Le jour de la foire aux bestiaux habituelle à Arcos, l'alarme retentit à Soajo*, mais cette fois-ci pour rassembler tous les hommes du village. En une sorte de bataillon, ils descendirent la montagne en masse, avec l'intention de marcher sur le village. Les autorités locales, conscientes de cette agitation, allèrent à leur rencontre à mi-chemin (Cabana Maior) pour tenter de dissuader les habitants de Soajo d'une telle incursion. Mais en vain.
*Un appel d'urgence typique utilisé dans un village lorsque les habitants doivent intervenir, par exemple, en cas d'incendie.

Arrivés au village, ils empruntèrent délibérément le chemin pavé menant au marché aux bestiaux (au-dessus de l'actuel Largo da Lapa), où se rassemblaient les tireurs de bâtons, les balayeurs, les maîtres, bref, ceux qui maîtrisaient l'art du meurtre. Un peu plus loin, un homme de Soajeiro marchait avec un bouquet de fleurs cueillies en chemin, qu'il forçait les hommes à embrasser, espérant que l'un d'eux refuserait. Le résultat escompté ne tarda pas à se produire.

Ce fut le début de ce qui allait devenir le « Nettoyage de la foire de Valdevez ». Avec leurs perches en bois rudimentaires, tournant à l'aveuglette, ils fouillaient sans pitié les allées et les rues.
Cependant, les habitants de Soajeiros ont commis une erreur : celle de critiquer sans discernement les agriculteurs et les éleveurs surpris qui se trouvaient à la foire, venus d'autres villages et villes, y compris d'Arcos de Valdevez, la plus grande municipalité d'Alto-Minho.

Cela dit, la stratégie impulsive des Soajeiros ne tarda pas à produire son résultat inévitable. Tous ceux qui avaient un bon bâton en main, après avoir encaissé les premiers coups, ripostèrent par une violente riposte, dispersant ainsi les Soajeiros. Ce jour-là, non seulement il n'y eut ni équité ni vainqueur, car tous perdirent, y compris des vies. Plus marquante encore, compte tenu du nombre de combats, fut la phrase que les Soajeiros répandirent comme une sorte d'avertissement pour la vie :
« Lorsque nous avons quitté Soajo, les cloches sonnaient déjà pour ceux qui allaient mourir ! »
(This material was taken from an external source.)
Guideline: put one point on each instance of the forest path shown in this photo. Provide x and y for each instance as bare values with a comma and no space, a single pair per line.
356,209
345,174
Concernant l'art martial du « Jogo do Pau » (combat au bâton), une démonstration a eu lieu lors de l'inauguration de la Casa do Povo de Soajo (centre communautaire de Soajo) le 28 juin 1953. Malheureusement, au fil du temps, la pratique de cet art martial comme activité récréative s'est estompée. Dans la paroisse de Soajo, quelques hommes en conservent encore des souvenirs, de même que certains groupes ethnographiques qui se vêtent de tenues traditionnelles et manient le bâton.